AUTONOMIC NERVOUS SYSTEM AND THE HEART
Prof. B. M. Hegde,
Vice Chancellor,
MAHE University,
MANIPAL576 119.
There is more to it than what meets the eye
Heart works non-stop throughout ones life. Consequently, it must be under the control of the autonomic nervous system to a great extent. This article tries to unravel the mysteries of the latter control on one of the most exquisite organs of the human body, the heart, which had evoked so much interest even in philosophers and poets, that words like sweet-heart, hard hearted and large hearted were coined. The autonomic nervous system is both a friend and foe of man, thereby helping the wisdom of the human body to preserve itself under threats of disease and destruction.

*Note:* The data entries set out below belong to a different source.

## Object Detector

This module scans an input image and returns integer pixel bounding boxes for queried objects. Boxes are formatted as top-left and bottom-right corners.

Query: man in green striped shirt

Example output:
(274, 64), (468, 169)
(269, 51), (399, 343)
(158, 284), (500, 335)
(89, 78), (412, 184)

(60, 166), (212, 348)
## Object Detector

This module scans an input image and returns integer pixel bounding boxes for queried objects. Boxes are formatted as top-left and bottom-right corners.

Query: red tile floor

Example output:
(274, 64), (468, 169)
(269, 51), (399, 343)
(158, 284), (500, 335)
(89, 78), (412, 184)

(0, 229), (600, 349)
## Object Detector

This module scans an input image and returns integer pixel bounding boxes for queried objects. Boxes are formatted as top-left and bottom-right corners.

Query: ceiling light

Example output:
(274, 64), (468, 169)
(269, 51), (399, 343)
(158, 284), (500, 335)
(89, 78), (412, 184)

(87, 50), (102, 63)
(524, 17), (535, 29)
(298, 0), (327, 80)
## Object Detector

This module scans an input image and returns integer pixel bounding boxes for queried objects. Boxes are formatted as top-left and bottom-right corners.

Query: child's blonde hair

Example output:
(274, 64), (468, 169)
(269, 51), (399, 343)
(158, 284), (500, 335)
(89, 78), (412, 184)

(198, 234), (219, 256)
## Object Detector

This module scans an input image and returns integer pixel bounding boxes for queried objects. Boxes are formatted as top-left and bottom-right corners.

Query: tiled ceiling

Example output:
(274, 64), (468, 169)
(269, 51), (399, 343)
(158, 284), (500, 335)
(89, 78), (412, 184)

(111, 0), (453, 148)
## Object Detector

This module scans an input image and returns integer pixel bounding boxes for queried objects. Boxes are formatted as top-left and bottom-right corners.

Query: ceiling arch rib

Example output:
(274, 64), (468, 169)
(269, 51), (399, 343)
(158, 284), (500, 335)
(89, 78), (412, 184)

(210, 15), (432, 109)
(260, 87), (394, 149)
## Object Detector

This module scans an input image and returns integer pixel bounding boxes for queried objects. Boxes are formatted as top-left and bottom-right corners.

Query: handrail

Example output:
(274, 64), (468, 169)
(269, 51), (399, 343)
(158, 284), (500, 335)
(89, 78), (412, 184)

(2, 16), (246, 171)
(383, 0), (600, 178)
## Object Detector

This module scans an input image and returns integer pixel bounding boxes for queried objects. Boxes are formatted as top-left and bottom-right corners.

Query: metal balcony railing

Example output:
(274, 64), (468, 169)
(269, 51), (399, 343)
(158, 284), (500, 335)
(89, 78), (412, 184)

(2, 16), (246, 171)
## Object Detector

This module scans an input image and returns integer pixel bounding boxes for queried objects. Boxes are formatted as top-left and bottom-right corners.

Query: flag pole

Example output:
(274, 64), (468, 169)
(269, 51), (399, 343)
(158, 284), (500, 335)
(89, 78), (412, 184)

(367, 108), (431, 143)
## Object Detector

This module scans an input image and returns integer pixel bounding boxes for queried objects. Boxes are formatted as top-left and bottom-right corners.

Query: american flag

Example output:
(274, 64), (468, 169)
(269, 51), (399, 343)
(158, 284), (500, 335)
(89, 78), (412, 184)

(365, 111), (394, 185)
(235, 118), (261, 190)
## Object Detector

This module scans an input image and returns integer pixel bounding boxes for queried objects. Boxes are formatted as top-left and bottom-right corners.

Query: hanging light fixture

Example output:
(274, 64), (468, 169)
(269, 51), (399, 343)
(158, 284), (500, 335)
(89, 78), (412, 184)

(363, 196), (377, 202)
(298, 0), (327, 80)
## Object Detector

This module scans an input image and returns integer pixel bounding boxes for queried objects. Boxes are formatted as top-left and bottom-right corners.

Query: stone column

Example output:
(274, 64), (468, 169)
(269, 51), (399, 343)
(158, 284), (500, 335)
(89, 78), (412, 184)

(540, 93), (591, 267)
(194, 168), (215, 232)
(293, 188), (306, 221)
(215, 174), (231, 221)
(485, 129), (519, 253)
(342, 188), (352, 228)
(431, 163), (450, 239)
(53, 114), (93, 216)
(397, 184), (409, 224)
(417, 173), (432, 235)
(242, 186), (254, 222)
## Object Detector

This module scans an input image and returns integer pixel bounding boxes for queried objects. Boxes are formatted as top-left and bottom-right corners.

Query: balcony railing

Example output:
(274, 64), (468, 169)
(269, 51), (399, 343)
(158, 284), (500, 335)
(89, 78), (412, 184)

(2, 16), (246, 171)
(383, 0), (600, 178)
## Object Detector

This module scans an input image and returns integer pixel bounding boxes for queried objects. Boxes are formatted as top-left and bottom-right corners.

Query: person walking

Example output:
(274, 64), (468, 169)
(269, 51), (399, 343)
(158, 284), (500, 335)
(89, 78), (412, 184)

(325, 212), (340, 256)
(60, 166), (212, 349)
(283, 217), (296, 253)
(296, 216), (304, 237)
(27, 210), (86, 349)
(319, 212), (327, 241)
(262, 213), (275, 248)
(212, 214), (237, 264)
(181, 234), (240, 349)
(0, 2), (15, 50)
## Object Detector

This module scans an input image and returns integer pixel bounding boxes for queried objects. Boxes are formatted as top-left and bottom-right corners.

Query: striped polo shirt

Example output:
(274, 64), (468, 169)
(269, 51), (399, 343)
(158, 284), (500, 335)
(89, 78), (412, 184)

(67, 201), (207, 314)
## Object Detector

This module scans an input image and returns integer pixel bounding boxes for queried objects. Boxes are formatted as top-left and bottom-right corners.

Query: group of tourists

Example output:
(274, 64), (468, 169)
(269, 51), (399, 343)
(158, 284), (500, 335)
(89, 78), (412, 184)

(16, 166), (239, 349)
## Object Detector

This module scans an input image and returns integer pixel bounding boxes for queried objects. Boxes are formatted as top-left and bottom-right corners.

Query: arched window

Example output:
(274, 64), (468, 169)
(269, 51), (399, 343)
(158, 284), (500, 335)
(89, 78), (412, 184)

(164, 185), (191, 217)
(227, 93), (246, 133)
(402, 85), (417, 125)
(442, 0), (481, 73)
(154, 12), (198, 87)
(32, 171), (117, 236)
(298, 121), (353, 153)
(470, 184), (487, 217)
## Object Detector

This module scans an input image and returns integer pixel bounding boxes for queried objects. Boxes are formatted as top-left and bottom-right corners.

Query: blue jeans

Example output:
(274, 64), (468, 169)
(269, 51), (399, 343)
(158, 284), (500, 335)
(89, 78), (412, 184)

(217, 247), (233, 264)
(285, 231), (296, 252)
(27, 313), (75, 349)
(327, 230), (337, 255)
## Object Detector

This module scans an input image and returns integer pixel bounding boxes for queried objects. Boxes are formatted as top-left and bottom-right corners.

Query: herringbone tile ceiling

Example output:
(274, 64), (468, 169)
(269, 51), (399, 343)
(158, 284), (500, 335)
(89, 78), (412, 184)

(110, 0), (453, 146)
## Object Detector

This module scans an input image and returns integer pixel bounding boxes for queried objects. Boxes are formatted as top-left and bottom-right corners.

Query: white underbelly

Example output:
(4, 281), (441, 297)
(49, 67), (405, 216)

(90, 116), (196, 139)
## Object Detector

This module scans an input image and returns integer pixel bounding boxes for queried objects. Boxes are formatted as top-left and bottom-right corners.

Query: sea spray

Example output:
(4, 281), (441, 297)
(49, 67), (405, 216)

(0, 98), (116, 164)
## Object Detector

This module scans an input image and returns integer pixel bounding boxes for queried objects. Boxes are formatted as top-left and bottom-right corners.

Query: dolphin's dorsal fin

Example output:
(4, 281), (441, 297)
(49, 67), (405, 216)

This brings to mind the story of the man
and the satyr of Aesop fame1. When
the two became friends they came to know one another better. When winter came and the cold
increased man blew on his hands with his mouth. When satyr asked for the reason, the man
replied that he was warming his hands. Later when they sat down to eat man was again
blowing into the food kept in front. This time the satyr asked him again as to why he was
blowing, the man replied that he was cooling the food, as it was too hot. I am done
with friendship with you, oh man, you blow hot and cold from the same mouth. said
satyr. It is said that it is better avoid friendship with those who blow hot and cold from
the same mouth.
Nature, in its wisdom, thinks otherwise.
Here is a system, which brings about two opposing effects on the contracting myocardium
simultaneously in response to a single stimulus. This paradoxical system is absolutely
necessary to tide over stressful events in life when the sympathetic system, through its
beta-adrenergic agonists, increases the cardiac output both by increasing its stroke
volume (positive inotropic action) and heart rate. (Positive chronotropic action).
More than those two functions,
beta-agonists also increase the rate of relaxation of the heart muscle (positive
lusitropic action); without which there could be a dangerous situation developing. If any
excitement produces only increase in heart rate and force of contraction with the help of
the sympathetic system, at very high rates there could hardly be any cardiac output with
proportionately less filling in diastole. Nature again has made this versatile system
respond to that demand by letting the beta-agonists increase the lusitropicity enabling
the heart to maintain its diastolic filling time to a great extent intact or, at least,
not reduced proportionately.2
Most of these effects are brought about by
the mediation of cyclic adenosine monophosphate (cyclic AMP). In other words the typical response of the heart to
the sympathetic stimulation is a more frequent rate of beating accompanied by a more
forceful contraction but the latter is abbreviated to help fill the ventricle even at that
higher rate of beating of the heart.
Writing in his article in The Journal of
the American College of Cardiology, Arnold Katz, a noted cardiac physiologist, notes that
the available evidence indicates that cyclic AMP influences several of the
reactions, both active and passive, that are involved in the complex processes of
excitation-contraction coupling, contraction, relaxation and production of the chemical
energy utilized by many of these systems viz. 1
Beta-agonists binding to the receptor.
Activation of adenylate cyclase.
Increased cytosolic Cyclic AMP
Activation of cyclic AMP dependent protein kinase
Protein Phosphorylation
ALTERED FUNCTION.
Ventricular remodelling:
Myocardial infarction could be a serious blow to the hearts function. More than 60% of those who have the first infarct probably die before they get to see anybody. They have the electric death. The remaining patients with good risk are the ones that survive, many times even without any external help! Here again, it is the sympathetic system that helps the ventricle to rebuild itself, remodelling.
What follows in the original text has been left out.